Adrian Buckle, Head of Research at UK Finance, says: “There is a huge amount of choice available to consumers in terms of how they make payments, but we can definitely see the continued popularity of debit cards and contactless.”
“This has been driven both by consumer demand as well as new technologies which help to increase acceptance levels, particularly among small and mobile businesses.”
“Mobile contactless payments are growing fast and one third of adults are now making these at least once a month, with scope for usage to increase further.”
“This doesn’t mean we are on our way to becoming a cashless society. Cash is still the second most frequently used method of payment in the UK, although on the whole we are using it less and more people are leading largely cashless lives.”
“Over the next decade we forecast that the long run trend of a decline in cash use and growth of certain other payment methods such as cards and Faster Payments, will continue. We also expect to see further developments in the payments landscape that improve the customer experience.”

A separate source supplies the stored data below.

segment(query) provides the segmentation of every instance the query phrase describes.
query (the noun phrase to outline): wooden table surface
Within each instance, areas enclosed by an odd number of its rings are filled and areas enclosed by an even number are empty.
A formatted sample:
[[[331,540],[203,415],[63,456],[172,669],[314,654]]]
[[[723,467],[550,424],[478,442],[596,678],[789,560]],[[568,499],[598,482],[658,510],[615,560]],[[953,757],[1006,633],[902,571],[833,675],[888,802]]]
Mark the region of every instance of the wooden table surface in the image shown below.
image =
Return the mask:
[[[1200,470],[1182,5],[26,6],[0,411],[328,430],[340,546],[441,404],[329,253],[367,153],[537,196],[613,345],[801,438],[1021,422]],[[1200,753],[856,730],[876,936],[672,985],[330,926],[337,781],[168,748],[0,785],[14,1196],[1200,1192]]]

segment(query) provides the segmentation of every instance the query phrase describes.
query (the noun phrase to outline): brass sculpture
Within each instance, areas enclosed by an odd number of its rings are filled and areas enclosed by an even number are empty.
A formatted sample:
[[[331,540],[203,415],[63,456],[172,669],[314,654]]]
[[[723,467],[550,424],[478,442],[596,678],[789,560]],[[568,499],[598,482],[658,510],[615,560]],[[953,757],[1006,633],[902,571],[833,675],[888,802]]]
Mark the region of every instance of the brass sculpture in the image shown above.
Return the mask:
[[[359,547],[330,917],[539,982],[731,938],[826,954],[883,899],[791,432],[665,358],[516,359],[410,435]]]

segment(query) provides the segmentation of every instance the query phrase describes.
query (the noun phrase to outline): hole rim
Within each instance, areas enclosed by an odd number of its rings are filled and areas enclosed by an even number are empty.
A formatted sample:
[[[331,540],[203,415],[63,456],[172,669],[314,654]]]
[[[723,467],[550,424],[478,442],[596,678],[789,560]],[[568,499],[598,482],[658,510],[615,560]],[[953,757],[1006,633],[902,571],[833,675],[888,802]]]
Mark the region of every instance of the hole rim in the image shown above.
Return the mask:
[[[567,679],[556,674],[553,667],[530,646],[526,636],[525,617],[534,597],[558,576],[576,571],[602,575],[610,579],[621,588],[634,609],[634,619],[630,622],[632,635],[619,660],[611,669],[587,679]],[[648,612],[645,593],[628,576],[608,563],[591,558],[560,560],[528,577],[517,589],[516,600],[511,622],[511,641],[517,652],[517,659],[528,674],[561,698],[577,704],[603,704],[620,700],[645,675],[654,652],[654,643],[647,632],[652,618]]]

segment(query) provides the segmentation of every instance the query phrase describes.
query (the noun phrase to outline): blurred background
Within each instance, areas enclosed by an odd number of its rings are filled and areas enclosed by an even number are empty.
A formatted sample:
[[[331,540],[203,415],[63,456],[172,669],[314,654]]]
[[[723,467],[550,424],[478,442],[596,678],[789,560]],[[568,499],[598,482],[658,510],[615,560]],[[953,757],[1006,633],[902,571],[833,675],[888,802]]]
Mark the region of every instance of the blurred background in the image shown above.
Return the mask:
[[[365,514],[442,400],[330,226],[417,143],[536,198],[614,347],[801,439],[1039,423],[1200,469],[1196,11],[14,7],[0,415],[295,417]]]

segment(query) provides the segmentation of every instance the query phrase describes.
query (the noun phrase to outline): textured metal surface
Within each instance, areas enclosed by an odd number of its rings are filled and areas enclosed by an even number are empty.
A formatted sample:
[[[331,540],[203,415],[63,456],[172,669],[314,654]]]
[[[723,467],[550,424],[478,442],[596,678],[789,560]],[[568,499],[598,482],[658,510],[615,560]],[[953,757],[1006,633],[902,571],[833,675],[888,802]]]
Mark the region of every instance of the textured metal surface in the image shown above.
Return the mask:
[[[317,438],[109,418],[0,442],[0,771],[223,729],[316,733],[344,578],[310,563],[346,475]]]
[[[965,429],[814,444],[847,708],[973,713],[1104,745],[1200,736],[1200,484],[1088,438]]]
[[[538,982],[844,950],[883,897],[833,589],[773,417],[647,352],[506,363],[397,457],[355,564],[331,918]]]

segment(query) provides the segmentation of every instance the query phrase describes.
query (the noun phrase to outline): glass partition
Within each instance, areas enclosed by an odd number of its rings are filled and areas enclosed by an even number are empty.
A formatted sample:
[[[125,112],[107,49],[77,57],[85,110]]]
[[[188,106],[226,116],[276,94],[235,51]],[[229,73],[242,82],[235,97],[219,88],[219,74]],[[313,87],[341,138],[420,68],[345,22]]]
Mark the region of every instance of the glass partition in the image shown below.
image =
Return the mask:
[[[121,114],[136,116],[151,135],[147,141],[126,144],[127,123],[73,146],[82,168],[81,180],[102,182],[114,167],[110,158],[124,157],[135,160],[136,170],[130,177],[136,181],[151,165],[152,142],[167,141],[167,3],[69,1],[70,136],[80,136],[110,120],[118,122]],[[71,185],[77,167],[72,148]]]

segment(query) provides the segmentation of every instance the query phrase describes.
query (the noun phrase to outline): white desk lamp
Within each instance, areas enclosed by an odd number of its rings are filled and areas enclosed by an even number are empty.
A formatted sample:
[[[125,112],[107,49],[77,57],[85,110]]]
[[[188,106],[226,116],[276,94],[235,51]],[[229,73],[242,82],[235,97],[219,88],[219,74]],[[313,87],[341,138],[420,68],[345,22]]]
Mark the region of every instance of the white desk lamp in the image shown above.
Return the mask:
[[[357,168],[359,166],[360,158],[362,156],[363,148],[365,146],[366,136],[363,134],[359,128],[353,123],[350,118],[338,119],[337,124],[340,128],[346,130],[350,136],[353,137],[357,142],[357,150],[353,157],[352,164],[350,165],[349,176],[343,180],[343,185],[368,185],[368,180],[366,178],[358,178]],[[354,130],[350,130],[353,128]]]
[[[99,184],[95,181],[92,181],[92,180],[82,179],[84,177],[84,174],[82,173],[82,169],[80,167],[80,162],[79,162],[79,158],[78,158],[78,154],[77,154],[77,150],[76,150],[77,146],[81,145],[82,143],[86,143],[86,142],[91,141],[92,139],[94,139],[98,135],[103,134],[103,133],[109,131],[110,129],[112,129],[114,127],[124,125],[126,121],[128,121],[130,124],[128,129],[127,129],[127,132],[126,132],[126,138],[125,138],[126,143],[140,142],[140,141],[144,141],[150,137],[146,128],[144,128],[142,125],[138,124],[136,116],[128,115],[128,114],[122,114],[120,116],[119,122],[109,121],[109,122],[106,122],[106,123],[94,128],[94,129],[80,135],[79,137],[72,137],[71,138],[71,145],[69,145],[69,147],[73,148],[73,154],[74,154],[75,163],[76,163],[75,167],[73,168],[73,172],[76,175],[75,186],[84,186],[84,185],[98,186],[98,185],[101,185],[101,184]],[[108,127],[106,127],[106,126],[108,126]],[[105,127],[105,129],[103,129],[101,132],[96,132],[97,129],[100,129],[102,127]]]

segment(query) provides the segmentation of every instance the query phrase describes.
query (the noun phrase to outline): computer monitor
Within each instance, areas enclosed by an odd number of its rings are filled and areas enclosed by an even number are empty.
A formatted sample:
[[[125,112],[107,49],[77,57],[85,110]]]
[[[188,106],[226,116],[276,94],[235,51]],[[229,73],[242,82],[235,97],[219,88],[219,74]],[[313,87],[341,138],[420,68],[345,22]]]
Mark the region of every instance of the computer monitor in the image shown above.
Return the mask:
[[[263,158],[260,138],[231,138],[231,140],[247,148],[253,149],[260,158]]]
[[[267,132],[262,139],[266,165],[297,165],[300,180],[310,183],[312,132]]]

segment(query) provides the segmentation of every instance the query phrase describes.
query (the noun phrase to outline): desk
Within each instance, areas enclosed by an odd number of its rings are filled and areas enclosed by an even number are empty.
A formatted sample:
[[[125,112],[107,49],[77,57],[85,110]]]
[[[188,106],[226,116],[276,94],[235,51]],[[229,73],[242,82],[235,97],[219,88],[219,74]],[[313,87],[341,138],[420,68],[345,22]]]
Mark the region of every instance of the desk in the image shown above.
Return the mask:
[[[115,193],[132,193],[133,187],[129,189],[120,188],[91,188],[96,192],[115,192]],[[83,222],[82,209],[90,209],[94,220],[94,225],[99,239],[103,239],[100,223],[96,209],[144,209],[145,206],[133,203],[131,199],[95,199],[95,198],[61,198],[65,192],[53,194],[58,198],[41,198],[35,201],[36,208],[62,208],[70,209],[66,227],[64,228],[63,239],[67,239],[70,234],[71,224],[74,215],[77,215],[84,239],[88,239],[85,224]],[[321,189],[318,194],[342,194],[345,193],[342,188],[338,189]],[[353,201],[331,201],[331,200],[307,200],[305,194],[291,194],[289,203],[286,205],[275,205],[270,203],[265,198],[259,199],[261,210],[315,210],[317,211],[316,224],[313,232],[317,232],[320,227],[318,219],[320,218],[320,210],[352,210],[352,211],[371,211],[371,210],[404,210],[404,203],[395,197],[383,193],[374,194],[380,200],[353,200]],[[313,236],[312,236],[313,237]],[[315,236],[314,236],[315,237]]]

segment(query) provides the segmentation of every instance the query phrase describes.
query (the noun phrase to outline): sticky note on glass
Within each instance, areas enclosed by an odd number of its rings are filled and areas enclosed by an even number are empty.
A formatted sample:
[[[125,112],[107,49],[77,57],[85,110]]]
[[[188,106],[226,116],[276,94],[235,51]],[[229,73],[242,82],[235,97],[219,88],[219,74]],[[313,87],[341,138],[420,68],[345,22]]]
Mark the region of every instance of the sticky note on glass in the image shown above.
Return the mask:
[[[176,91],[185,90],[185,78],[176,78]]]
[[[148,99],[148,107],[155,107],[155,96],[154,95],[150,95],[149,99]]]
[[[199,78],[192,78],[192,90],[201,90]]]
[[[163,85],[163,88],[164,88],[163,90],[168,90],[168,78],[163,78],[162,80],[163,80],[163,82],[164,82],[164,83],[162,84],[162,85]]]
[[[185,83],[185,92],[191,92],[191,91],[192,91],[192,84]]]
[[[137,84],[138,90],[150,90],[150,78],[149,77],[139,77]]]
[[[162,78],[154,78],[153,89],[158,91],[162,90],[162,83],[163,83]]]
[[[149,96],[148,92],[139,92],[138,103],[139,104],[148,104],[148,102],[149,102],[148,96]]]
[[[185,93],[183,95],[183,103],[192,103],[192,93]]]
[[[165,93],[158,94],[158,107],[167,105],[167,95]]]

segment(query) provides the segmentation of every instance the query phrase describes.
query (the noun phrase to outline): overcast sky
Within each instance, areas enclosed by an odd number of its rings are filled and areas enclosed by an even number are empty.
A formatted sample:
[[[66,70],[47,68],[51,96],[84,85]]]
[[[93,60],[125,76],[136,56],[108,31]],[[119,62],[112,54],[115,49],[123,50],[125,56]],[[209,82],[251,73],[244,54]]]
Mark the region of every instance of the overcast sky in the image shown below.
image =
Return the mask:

Sulabh Agarwal, Global Payments lead at Accenture, says: "The best payments system is the one that feels invisible to the consumer - something that's secure, intuitive and doesn't require any extra consideration.”
“Just as credit and debit cards once offered consumers a more seamless option than cash or cheques, contactless and mobile payment methods like digital wallets are quickly gaining market share.”
“To preserve and grow their traditional payments revenue streams, UK banks must learn from the successful customer offerings and business models in Latin America and South East Asia, where these methods are more widely used.”